Telefonica to 'reflect on future of UK business' - chairman

Nieuws Algemeen Spanje 13 MAY 2016
Telefonica to 'reflect on future of UK business' - chairman

Telefonica has confirmed that it will stick by its promise to pay a dividend of EUR 0.75 a share this year even after the European Commission blocked the proposed sale of its O2 UK business to Hutchison. In the first annual general shareholders meeting chaired by new chairman Jose Maria Alvarez-Pallete, the company approved the dividend, with a first payment of EUR 0.35 per share in November and a second payment of EUR 0.40 per share to be distributed during the first half of 2017. Alvarez-Pallete said the shareholder compensation for 2016 represented a return of 7.9 percent, the highest per dividend among EuroStoxx 50 companies.

Telefonica’s chairman added that the company’s financial targets remained unchanged even though it had hoped to use the proceeds from exiting the UK market to reduce its EUR 50 billion debt. “After receiving the decision of the regulator, we will now enter a period of reflection to decide what is the future of our business in the United Kingdom,” he said.

Separately, Sky News reported that some of the world's largest buyout firms are considering a GBP 10 billion takeover approach to Telefonica for its O2 UK business.

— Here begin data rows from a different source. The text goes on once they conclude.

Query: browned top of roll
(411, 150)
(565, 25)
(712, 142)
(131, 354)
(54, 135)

Apax Partners, CVC Capital Partners and KKR are examining a possible offer and some have already held preliminary talks with bankers about financing a deal, said the report.

Liberty Global, which owns Virgin Media in the UK, is also said to be interested in bidding for the operator, with Liberty Global CEO Mike Fries saying that it would be "strange" if his company did not consider a bid for O2, according to the report.